L’étape franchie est importante, mais la route est encore longue… Une manière un peu lapidaire de résumer le vote en plénière du Parlement européen, mardi 4 juillet, du « reporting public pays par pays ». Les députés européens ont adopté, en la musclant, cette importante proposition de directive de la Commission européenne, obligeant les multinationales à publier tous les ans les informations liées à leurs activités. Mais, pour que cette loi puisse être promulguée, il faut encore que les Etats membres tombent d’accord au sein du Conseil européen, ce qui n’a rien de gagné.

Le « reporting » pays par pays est une manière jugée efficace de lutter contre la fraude fiscale, puisque les informations publiées permettent théoriquement de vérifier si les entreprises sont effectivement taxées en rapport avec leur activité réelle dans les Etats où elles sont implantées. La Commission Juncker a rendu public son projet de texte juste après les révélations des « Panama papers », en avril 2016, et dans la foulée du scandale « LuxLeaks », fin 2014.

Intenses tractations

Le sujet est très sensible, et a tout de suite suscité un accueil très négatif des lobbys du « business ». Au Parlement européen, il a donné lieu à d’intenses tractations entre groupes politiques, qui sont finalement tombés d’accord sur un texte assez fidèle à la proposition initiale. Qu’en retenir ? Les sociétés enregistrant un chiffre d’affaires supérieur à 750 millions d’euros par an ou plus au niveau mondial devraient rendre publiques leurs informations dans toutes les juridictions fiscales où elles sont implantées.

Ces informations (nombre d’employés, montant des profits et des impôts payés, liste des exemptions fiscales si elles existent…) doivent être accessibles gratuitement en ligne et transmises aux administrations fiscales nationales. Les eurodéputés sont allés plus loin que la Commission, en exigeant ces informations de manière « désagrégées » dans tous les pays où opèrent les multinationales, y compris hors de l’Union européenne (UE). Donc : aux Etats-Unis, en Chine, mais aussi, par exemple, dans de notoires paradis fiscaux comme le Panama ou les îles Caïmans.
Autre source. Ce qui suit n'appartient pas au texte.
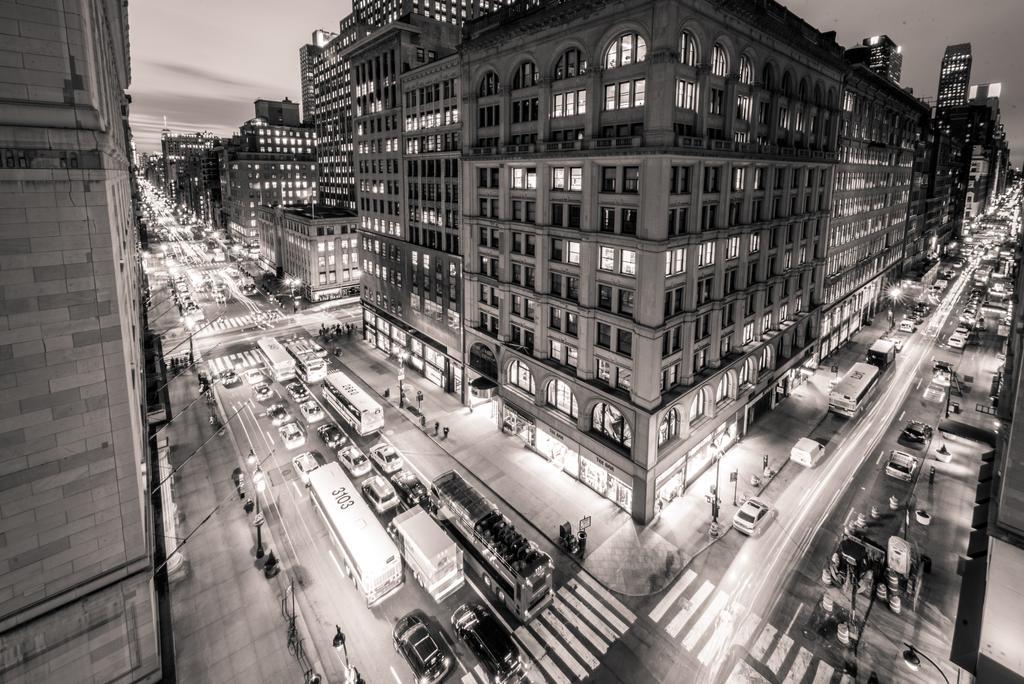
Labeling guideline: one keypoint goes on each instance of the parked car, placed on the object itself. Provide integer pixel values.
(487, 638)
(305, 463)
(901, 465)
(229, 378)
(292, 435)
(422, 648)
(297, 391)
(409, 487)
(379, 493)
(279, 414)
(311, 411)
(386, 457)
(916, 432)
(753, 516)
(354, 461)
(332, 435)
Le groupe des élus Verts, très actif dans la lutte contre la fraude et l’évasion fiscale à Strasbourg, a aussi réussi à faire voter une obligation d’informer sur les éventuelles « patent box », ces systèmes de déduction fiscale pour financer la recherche et développement souvent détournés pour faire de l’optimisation fiscale.

Clause d’exemption

En revanche, les conservateurs (groupe politique majoritaire) ont su imposer une « exemption » de publication pour les multinationales concernant des informations jugées « commercialement sensibles ». Exemption à réclamer chaque année aux administrations fiscales, qui peuvent la renouveler indéfiniment.

Il y a un « risque évident » que cette clause d’exemption « soit utilisée abusivement par les multinationales pour éviter de rendre publiques certaines opérations dans certains pays. Cela désavantage les entreprises qui n’ont rien à cacher », a réagi Katja Lehto-Komulainen, secrétaire générale adjointe de la Confédération européenne des syndicats, après le vote, mardi.
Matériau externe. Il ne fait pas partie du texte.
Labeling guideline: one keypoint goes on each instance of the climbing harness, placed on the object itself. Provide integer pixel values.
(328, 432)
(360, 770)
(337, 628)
Pour que le texte soit définitivement adopté à Bruxelles, il doit encore être validé par le Conseil, puis cette institution aura à transiger avec le Parlement. « On craint qu’il n’y ait pas d’accord en vue au Conseil avant novembre, avant les élections fédérales allemandes en tout cas, regrette une source parlementaire. L’Allemagne et les Pays-Bas font partie des membres les plus réticents. »

Un texte pour protéger les lanceurs d’alerte

Volontariste, la Commission Juncker, qui a déjà su imposer, en 2015, une directive sur la transparence des « rulings » (les accords fiscaux entre Etats et multinationales), ne compte pas en rester là. Elle continue à travailler à sa propre liste des paradis fiscaux qui pourrait être prête pour décembre. Sera t-elle consistante et vraiment efficace ? A condition que les sanctions associées soient vraiment dissuasives.

Bruxelles réfléchit également à un texte pour protéger les lanceurs d’alerte, sans qui bien des scandales fiscaux, à commencer par « LuxLeaks« , n’auraient pas pu voir le jour. Peut-être sera t-il prêt avant fin 2017. Elle espère enfin que sa proposition d’une « assiette commune consolidée » de l’impôt sur les sociétés dans l’Union ne tombe pas aux oubliettes. Le risque est important : Malte ou le Luxembourg ont déjà dit tout le mal qu’ils en pensaient. Or, ce texte requiert l’unanimité, comme toutes les dispositions fiscales au niveau de l’Union.